I started day four by claiming Malham Cove and over Malham Tarn. It was an incredible area and I was further treated to views of one of the local peregrine falcons. I also began to spot wader species breeding in these upland areas. For example, snipe, curlew and lapwings. Climbing Pen-y-ghent on Friday was quite an experience too! As was my first ‘pint of tea’ at the Pen-y-ghent cafe.

Malham Cove

Looking over towards Pendle Hill

At the top of Pen-y-ghent

Now to get back down again!

Upto this point, the weather had been ‘OK’ but there was a period of foggy and wet weather on approaching Wensleydale. However, this only lasted a couple of hours as by the time I reached Wensleydale, the sun was shining through to the Dale below. Later onto day six, there was another change in landscape as I approached the Tan Hill Inn (one of my nights stay) as my surroundings turned from views of the Dales to more of moors. In fact, my first experience of the Pennines was slogging over a boggy moor (Bowes Moor), the morning after leaving the Tan Hill Inn. At this point, I was beginning to feel slightly rough as the blisters on my toes were growing and my shoulders became more uncomfortable due to the weight of my rucksack. Nevertheless, the occasional creeky door tones of golden plover kept me going as when I heard one call, I was suddenly alert and had forgotten all my sores! On this stretch, I saw a variety of waders along with red grouse. I’d never spent so much time on a grouse moor before, so the experience was interesting. I also reflected on the management of the area and how the grouse butts I walked past would be in working order in just a few weeks time.

On top of Great Shunner Fell

Wensleydale!

First experience of the Pennines, walking over a boggy moor.

So far, in my opinion, I haven’t enjoyed the Pennines as much as I enjoyed the Yorkshire Dales. However, after following the River Tees upto its source (dipper being the highlight) then over to High Cup Nick yesterday, I was left amazed by the sight of standing at the top of High Cup Nick. An incredible view!

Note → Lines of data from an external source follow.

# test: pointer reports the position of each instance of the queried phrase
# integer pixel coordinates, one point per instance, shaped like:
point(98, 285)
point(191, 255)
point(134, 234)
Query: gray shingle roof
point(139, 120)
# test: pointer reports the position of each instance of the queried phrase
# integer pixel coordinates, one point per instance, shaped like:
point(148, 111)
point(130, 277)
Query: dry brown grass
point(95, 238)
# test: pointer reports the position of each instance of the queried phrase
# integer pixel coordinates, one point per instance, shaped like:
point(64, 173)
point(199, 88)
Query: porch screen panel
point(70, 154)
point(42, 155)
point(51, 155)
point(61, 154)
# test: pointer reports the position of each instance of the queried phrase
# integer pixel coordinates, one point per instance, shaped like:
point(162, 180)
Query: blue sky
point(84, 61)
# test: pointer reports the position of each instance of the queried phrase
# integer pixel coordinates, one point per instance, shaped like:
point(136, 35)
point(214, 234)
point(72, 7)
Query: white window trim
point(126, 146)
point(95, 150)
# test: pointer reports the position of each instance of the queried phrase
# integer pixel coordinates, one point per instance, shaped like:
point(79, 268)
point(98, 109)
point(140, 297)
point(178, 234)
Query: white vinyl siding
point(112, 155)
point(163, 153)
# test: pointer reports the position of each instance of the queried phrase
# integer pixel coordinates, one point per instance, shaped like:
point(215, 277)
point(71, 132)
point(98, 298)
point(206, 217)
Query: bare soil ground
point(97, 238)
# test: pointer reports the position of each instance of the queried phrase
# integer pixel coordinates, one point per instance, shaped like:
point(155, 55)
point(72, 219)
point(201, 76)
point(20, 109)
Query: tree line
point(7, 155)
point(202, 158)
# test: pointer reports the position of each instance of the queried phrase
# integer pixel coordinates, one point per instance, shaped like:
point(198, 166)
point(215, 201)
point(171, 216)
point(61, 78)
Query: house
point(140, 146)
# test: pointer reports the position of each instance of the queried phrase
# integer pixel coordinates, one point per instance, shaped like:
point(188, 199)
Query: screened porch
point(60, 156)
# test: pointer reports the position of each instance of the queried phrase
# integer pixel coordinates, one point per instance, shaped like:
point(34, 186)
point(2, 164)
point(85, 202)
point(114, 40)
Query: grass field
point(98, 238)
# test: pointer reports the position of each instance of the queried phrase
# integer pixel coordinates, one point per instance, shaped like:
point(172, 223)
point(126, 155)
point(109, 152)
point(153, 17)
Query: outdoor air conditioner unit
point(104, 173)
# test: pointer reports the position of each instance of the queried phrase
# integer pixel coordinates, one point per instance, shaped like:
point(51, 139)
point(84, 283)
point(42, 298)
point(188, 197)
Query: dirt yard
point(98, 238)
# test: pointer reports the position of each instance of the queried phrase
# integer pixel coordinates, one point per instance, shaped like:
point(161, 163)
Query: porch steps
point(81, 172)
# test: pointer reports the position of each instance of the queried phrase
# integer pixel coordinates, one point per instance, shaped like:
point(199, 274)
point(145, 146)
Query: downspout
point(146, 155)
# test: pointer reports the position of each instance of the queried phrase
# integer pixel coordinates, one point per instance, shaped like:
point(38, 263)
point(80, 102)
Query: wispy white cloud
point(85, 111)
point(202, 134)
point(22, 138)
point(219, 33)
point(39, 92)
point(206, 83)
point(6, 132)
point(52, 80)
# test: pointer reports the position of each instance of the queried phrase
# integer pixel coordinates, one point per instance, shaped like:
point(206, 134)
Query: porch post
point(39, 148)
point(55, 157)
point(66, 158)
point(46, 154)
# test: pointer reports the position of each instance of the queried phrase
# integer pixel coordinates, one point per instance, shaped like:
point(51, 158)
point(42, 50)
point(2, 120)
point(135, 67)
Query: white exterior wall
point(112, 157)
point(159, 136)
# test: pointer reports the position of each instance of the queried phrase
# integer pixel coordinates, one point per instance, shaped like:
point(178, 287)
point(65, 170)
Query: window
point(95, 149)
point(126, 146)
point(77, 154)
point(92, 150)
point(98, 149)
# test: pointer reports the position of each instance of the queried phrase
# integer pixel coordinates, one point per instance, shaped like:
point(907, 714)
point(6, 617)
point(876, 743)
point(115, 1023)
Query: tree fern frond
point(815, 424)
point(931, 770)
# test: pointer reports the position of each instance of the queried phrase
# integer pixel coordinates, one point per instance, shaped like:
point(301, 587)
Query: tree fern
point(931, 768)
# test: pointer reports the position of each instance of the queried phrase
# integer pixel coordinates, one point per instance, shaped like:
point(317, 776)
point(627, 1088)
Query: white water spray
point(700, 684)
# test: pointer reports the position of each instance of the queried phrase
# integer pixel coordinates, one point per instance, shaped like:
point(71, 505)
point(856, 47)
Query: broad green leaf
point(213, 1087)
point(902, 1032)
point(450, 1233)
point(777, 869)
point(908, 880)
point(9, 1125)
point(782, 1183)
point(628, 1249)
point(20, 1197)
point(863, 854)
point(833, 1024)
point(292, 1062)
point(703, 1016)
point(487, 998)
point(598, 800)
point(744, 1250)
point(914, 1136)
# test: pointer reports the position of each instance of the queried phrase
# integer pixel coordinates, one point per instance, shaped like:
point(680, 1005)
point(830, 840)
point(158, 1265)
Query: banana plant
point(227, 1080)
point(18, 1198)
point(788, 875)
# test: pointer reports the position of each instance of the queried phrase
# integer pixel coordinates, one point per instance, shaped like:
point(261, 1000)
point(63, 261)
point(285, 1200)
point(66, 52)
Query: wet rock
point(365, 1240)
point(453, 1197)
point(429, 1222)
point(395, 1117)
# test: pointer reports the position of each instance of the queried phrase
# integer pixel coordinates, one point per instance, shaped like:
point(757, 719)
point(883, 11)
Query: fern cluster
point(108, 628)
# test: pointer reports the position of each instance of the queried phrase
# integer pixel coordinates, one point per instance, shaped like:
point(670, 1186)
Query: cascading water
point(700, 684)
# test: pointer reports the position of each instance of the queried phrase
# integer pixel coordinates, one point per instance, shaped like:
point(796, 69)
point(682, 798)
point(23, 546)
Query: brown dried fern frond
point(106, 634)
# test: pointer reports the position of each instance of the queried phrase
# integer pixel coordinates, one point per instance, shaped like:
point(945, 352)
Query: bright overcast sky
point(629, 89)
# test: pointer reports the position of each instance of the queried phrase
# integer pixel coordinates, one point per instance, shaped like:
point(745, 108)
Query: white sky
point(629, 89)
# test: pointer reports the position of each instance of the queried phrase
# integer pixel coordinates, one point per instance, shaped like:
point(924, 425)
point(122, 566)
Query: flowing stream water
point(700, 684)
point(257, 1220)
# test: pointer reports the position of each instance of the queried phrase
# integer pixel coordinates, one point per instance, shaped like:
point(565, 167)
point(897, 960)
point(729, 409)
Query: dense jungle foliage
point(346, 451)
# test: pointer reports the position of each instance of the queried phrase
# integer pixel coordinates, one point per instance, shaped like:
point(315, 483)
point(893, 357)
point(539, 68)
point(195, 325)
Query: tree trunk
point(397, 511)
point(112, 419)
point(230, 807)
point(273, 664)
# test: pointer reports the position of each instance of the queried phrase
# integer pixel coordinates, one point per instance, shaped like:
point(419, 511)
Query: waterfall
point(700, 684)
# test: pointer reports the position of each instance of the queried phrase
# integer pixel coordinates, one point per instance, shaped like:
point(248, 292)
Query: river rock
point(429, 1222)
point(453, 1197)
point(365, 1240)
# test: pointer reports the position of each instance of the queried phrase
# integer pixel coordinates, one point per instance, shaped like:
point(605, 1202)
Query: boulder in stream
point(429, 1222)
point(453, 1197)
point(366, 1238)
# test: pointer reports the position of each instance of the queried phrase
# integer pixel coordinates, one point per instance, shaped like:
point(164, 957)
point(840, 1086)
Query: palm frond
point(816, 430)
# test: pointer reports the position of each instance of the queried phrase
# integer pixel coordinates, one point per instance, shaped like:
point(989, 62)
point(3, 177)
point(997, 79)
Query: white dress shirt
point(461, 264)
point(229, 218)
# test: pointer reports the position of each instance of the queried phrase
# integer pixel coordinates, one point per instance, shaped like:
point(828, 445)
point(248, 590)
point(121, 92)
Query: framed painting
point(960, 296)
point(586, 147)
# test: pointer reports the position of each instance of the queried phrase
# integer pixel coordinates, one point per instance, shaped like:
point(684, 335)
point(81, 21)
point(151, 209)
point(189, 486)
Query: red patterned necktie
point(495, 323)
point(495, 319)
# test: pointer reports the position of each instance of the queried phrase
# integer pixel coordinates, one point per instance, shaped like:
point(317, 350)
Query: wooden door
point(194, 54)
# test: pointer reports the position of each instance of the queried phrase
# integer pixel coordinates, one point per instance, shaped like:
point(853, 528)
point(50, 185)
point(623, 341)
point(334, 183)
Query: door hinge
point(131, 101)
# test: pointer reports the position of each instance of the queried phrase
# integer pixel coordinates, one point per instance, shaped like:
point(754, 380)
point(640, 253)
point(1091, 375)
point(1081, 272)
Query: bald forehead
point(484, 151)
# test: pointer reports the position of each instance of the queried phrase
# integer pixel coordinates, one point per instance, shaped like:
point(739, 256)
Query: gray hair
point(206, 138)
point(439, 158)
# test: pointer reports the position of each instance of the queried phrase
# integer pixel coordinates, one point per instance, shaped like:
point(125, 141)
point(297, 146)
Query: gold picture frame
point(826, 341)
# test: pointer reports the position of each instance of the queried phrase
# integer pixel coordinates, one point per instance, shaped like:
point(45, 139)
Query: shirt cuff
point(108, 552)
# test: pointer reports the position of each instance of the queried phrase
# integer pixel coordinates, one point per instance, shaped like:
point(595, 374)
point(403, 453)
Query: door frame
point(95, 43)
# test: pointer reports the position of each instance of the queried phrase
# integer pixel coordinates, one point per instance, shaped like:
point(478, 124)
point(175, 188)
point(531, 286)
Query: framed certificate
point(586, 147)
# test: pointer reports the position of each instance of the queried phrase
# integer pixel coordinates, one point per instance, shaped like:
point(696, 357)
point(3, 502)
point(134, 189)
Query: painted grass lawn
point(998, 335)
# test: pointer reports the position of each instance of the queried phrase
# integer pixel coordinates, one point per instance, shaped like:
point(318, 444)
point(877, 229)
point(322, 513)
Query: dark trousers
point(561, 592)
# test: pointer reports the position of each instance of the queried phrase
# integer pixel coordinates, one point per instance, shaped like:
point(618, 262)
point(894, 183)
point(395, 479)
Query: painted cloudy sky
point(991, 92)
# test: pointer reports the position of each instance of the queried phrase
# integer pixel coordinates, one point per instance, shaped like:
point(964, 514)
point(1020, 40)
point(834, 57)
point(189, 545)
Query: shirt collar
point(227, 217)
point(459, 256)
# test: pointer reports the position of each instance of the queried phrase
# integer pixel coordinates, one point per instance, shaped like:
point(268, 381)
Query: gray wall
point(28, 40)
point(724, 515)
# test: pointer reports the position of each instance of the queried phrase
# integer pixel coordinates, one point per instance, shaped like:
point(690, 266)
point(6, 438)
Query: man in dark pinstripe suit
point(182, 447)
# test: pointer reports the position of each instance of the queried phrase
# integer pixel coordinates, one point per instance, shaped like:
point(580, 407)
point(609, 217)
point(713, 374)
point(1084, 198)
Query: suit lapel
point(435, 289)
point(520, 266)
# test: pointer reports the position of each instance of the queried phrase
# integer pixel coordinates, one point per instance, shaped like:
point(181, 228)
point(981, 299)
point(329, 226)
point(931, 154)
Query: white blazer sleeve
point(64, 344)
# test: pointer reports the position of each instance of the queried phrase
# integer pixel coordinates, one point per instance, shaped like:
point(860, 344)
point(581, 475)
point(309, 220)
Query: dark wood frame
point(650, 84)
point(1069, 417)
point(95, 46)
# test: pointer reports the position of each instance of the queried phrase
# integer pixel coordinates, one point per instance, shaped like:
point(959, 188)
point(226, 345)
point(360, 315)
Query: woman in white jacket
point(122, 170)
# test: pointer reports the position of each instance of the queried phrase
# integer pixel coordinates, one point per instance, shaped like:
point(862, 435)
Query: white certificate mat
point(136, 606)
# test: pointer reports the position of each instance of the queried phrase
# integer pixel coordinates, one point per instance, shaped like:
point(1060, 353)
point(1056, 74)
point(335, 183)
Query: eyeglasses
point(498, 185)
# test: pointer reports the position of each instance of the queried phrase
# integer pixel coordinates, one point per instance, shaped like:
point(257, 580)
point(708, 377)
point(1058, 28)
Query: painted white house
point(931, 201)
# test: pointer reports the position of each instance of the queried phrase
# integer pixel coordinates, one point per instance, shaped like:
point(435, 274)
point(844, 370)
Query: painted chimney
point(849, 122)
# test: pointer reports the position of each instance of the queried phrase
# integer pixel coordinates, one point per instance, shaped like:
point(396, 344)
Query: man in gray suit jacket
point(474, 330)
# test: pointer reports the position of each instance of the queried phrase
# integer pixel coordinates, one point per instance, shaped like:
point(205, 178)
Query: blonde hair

Early morning, following the River Tees.

High Force Waterfall.

High Cup Nick, an amazing view!

Along my way, I’ve been doing as much birding as possible, but at times, this is difficult due to the weight of my rucksack and the rush to reach my accommodation for that night in time. However, I’ve had plenty of highlights so far, and I still have another four days to go. Although, reflecting back, it’s been a fantastic experience, through the day whilst out walking, it can become quite difficult. But I’m adamant to finish and so pleased with how well my fundraising for the BTO has gone. At the moment, I’m very close to £2000 so an extra push is needed! I’ve seen quite a few swifts along the way (counting as I’ve gone along) and they are such a delight to see!

If you haven’t already, you can donate by clicking here.

Signs I like (I know I’m going the right way).